Is the over-heated Chinese car market finally showing signs of cooling down?  And if so, will the Beijing government yet again intervene to keep the momentum building?

Now the world’s largest national automotive market, China’s car sales have been growing at a torrid pace, volume during the first quarter of 2010 rising at an annual rate of 72%.  But while April sales were yet again up 34% compared to year-earlier numbers, they actually fell 12% when compared to March 2009.

“China’s automotive market remains volatile,” suggests a new report from J.D. Power and Associates.

And even the strong first quarter, it notes, may contain some potentially troubling signs once the numbers are parsed more closely.  Much of the growth, especially in March, appears to simply be the result of dealers rebuilding inventories after 2009.

Last year’s strong demand for cars was driven, to a significant degree, by government sales incentives, Beijing struggling to make sure that the country didn’t get slammed by the same economic woes that crippled much of the rest of the world.

But now, the government is pulling back on subsidies and, if anything, notes the Power report, “conducting a series of tightening measures in the real estate sectors and bank lending.”  The latter could be troubling to the auto industry since Chinese consumers have increasingly come to rely on loans, rather than personal savings, to buy new cars. Add other factors, such as the rapid decline of China’s stock market, in recent weeks, and, “All these factors are likely to compromise the consumer confidence, and vehicle sales are not likely to be spared.”

Last year’s “blowout” will be difficult to repeat, concurred the government-run Global Times newspaper.  But many observers believe that if the pace of the car market cools off too rapidly, Beijing may still intervene in the country’s command economy, especially in the auto sector, Wei Chenggang, an auto analyst at Shanghai Securities, in Shanghai, told the Associated Press.

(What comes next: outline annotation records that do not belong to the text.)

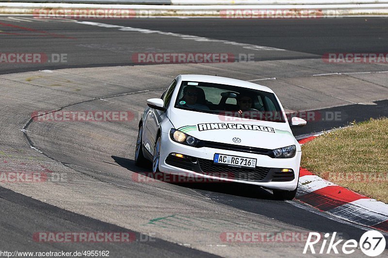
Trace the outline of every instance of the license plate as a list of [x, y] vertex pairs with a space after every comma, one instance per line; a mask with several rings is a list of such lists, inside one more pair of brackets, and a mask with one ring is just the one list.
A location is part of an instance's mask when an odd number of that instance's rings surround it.
[[213, 161], [215, 164], [254, 169], [256, 167], [257, 159], [216, 153]]

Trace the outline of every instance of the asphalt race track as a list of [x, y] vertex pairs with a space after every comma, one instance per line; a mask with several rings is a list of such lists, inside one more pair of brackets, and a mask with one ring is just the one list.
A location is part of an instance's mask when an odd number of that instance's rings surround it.
[[[337, 231], [358, 241], [368, 228], [297, 200], [274, 200], [260, 188], [138, 182], [136, 172], [151, 168], [134, 165], [137, 125], [145, 100], [159, 97], [182, 74], [217, 74], [270, 87], [288, 112], [312, 114], [307, 126], [293, 130], [296, 137], [388, 116], [386, 63], [327, 63], [322, 59], [329, 52], [388, 52], [388, 21], [0, 16], [1, 53], [66, 57], [63, 62], [0, 64], [0, 171], [49, 175], [39, 183], [0, 182], [2, 250], [109, 250], [114, 258], [312, 257], [302, 254], [305, 242], [230, 243], [220, 236]], [[254, 58], [226, 63], [133, 62], [133, 55], [150, 52]], [[121, 110], [133, 116], [111, 122], [31, 118], [34, 112], [54, 110]], [[32, 237], [39, 232], [127, 231], [134, 232], [133, 243], [40, 243]], [[365, 257], [359, 249], [352, 255]]]

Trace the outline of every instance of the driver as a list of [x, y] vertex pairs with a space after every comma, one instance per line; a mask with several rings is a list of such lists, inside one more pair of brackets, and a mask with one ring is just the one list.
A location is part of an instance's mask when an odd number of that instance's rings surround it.
[[239, 113], [242, 114], [244, 110], [252, 108], [253, 101], [252, 98], [246, 95], [240, 94], [237, 97], [237, 105], [239, 105]]
[[195, 86], [187, 86], [183, 89], [183, 98], [185, 102], [184, 105], [190, 108], [197, 109], [209, 110], [207, 106], [198, 103], [198, 95], [199, 94], [199, 90]]

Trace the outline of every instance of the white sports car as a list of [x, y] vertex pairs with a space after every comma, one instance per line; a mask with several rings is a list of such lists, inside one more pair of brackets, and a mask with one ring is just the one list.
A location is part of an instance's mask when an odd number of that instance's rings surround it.
[[275, 197], [296, 193], [300, 145], [269, 88], [217, 76], [179, 75], [161, 98], [146, 101], [135, 161], [154, 173], [185, 173], [257, 185]]

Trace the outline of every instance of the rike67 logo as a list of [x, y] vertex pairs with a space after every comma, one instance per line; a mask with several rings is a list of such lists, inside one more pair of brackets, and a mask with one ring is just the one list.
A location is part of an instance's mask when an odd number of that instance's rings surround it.
[[[336, 254], [339, 254], [339, 249], [342, 251], [342, 253], [350, 255], [354, 253], [356, 249], [359, 247], [364, 254], [371, 257], [374, 257], [381, 255], [384, 251], [386, 248], [386, 241], [383, 234], [376, 230], [369, 230], [364, 233], [360, 238], [359, 242], [354, 239], [350, 239], [346, 241], [342, 244], [342, 248], [338, 246], [343, 241], [340, 239], [335, 242], [336, 240], [336, 235], [337, 232], [334, 232], [330, 237], [329, 233], [324, 235], [324, 238], [322, 241], [322, 245], [315, 246], [318, 247], [317, 253], [323, 254], [330, 254], [331, 251]], [[303, 250], [303, 254], [306, 254], [308, 249], [312, 254], [316, 253], [316, 249], [314, 245], [318, 243], [321, 240], [321, 234], [319, 233], [310, 232]], [[326, 247], [326, 243], [329, 242]]]

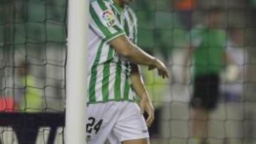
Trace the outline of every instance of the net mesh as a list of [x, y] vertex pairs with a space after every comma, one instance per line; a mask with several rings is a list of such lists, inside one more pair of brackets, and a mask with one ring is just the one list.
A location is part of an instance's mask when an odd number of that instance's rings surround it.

Even so, he added, “Sales growth will certainly slow down in the rest of this year.”

On the other hand, any belt-tightening could prove good for homegrown brands, such as Geely and BYD, analysts suggest, because their products are typically cheaper than comparable models sold by joint venture brands, such as Buick.

(Foreign makers, like General Motors or Volkswagen, are required to partner with a Chinese manufacturer, such as Shanghai Automotive Industry Consortium, or SAIC.)

Last month’s Beijing Motor Show was dominated by domestic makers, who were responsible for roughly 80% of the new models on display.  But in a special China report, Power warns that the homegrown marques still suffer “wide gaps in vehicle quality and reliability” when compared to the global brands, and unless the domestic producers can catch up, they could lose ground as increasingly affluent Chinese consumers “transition from price-buyers to product-buyers,” looking for the best vehicle, not necessarily the least expensive.

Foreign ventures still dominate the sales charts, and General Motors’ various partnerships led the list, in April, with sales collectively rising 41%, to more than 211,000.  It was GM’s 16th consecutive monthly record.